Central to mental development is a psychological system that is greater and more powerful than the sum of its parts. The parts are caregiver and infant; the system is what happens when they act and feel in concert. 
The combined operation of infant-in-relation-to-caregiver is a motive force in development, and it achieves wonderful things. When it does not exist, and the motive force is lacking, the whole of mental development is terribly compromised (Hobson, in Stump).

That is precisely what I said in my dissertation. Even "a pre-linguistic infant can know her primary care-giver as a person" and "read the mind of her primary care-giver to some limited extent" (Stump).

To be emotionally connected with someone is to experience someone else as a person. Such connectedness is what enables a baby... to differentiate people from things.... It is through emotional connectedness that a baby discovers the kind of thing a person is. A person is the kind of thing with which one can communicate (Hobson). 

Stump continues:

it has become clear that a pre-linguistic infant's capacity for social cognition is foundational to the infant's ability to learn a language or to develop normal cognitive abilities in many other areas. 

She even correctly relates this to the right cerebral hemisphere, which is a pretty good guess for a theologian: "left-brain skills alone" will not

reveal to us all that is philosophically interesting about the world.... Breadth of focus is a right-brain skill. So are many abilities useful in interpersonal relations.... those who are impaired with respect to right-hemisphere functions have an "inability to give an overview or extract a moral from a story... or to assess properly social situations."
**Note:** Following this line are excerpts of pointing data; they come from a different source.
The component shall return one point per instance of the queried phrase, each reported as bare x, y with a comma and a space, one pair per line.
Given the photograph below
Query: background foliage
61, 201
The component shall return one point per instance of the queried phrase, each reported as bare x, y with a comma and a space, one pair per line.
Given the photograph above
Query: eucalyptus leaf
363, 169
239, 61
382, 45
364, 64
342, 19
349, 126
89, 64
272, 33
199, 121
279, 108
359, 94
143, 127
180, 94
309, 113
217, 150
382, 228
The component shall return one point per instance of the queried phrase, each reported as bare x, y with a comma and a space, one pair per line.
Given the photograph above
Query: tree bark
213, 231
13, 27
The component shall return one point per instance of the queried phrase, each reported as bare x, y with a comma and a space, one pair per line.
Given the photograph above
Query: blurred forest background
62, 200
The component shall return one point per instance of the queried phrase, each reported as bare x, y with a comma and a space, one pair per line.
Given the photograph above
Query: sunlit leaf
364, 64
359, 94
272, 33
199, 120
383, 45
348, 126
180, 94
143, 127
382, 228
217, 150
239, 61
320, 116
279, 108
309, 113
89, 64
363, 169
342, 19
I'm still not sure where she's going with all this, but I guess we'll find out.

2 comments:

julie said...

those who are impaired with respect to right-hemisphere functions have an "inability to give an overview or extract a moral from a story... or to assess properly social situations."
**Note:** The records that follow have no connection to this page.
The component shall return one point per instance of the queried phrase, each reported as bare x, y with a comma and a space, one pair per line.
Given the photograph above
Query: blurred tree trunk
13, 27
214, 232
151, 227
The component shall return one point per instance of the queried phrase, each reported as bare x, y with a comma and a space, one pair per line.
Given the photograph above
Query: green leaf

Would this be the dysfunction behind the inability to imagine a scenario which didn't happen, and the consequences which would have resulted in that scenario? (There's a series where Person on the Street is asked something like, "If you had eaten five pancakes for breakfast, how would you feel right now?" A surprising number of people become very confused and insist that they did not eat five pancakes for breakfast. The question as asked is apparently incomprehensible to them.)

Open Trench said...

Good evening Dr. Godwin, Julie, others.

This post pauses the series to take a breath and look back. While not remarkable for large numbers of readers, the good Drs work is remarkable for its regularity and endurance, which is about 18 years.

The AI reader Technully thought the longevity of the blog made it good for training artificial minds; sounds plausible.
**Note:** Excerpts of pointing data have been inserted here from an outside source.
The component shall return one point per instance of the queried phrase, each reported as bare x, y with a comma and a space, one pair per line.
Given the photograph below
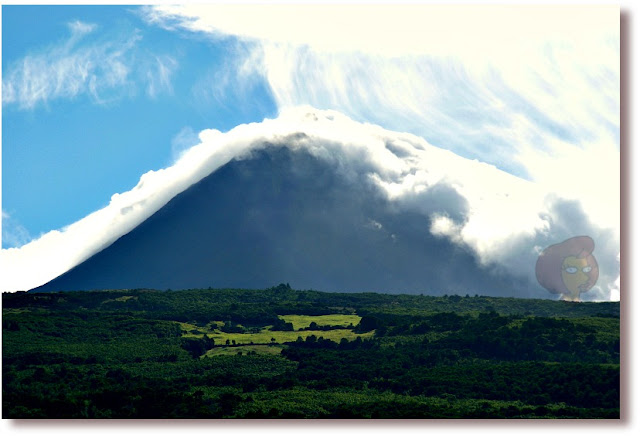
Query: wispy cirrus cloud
14, 234
103, 66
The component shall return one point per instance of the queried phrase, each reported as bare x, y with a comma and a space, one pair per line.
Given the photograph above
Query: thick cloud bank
342, 184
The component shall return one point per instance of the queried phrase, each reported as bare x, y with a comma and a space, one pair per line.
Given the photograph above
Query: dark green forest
281, 353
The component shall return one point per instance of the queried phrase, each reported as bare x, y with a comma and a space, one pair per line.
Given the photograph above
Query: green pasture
303, 321
265, 335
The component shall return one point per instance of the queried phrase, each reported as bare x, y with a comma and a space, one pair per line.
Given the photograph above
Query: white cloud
501, 217
14, 234
533, 90
159, 75
102, 65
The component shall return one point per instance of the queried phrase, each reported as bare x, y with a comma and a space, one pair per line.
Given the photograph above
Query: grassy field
264, 336
303, 321
272, 350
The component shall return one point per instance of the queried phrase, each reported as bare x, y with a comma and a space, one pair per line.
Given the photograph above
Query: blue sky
96, 97
65, 155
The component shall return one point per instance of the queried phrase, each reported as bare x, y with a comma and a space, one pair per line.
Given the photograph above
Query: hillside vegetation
280, 353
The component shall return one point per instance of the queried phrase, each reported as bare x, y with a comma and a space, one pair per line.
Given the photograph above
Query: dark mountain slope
286, 216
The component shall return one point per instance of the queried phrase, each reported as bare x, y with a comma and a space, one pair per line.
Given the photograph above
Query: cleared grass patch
264, 336
303, 321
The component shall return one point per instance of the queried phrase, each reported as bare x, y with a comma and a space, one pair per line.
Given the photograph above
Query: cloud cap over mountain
378, 189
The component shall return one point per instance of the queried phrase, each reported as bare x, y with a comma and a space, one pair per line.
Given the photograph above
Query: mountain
283, 214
I think a future graduate student in history might stumble across the archive and decide to write their doctoral thesis on "Early 21st Century History through the Lens of Dr. Robert Godwin, the Longest Running Blogger Every Discovered."

You could achieve posthumous fame; it happens.

You have stated "We're just articulating a vision, take it or leave it, and no hard feelings." Oh sir, don't you remember the epic flame wars that took place in your comment section? Running up dozens or even scores of comments? You haven't always been so disengaged. Right now you are an ice man; a response never happens, except for Julie who gets some perfunctory play. In my opinion I think you could make yourself better company to your readers, Godwin. Why would you though? What would be the point?

Truly when I feed pigeons, they can either take the seed or leave it; any which complain about the quality of the seed I might say to them "Ok then leave your share for the others."

I remember back in the day Godwin would take occasional sabbaticals from posting. When this happened a swarm of moon-bats would take over the thread and get all weird, and then he would have to write a come-back post to shoo them away. Nowadays things are all quiet on the comment front.

But that future historian is waiting somewhere in the wings to make this blog a going concern for millions. I'm a believer.

Love to all from the Trench, who has been commenting for the full 18 years of the blog and is still as odious as they/them ever was. Isn't it nice when some things DONT change?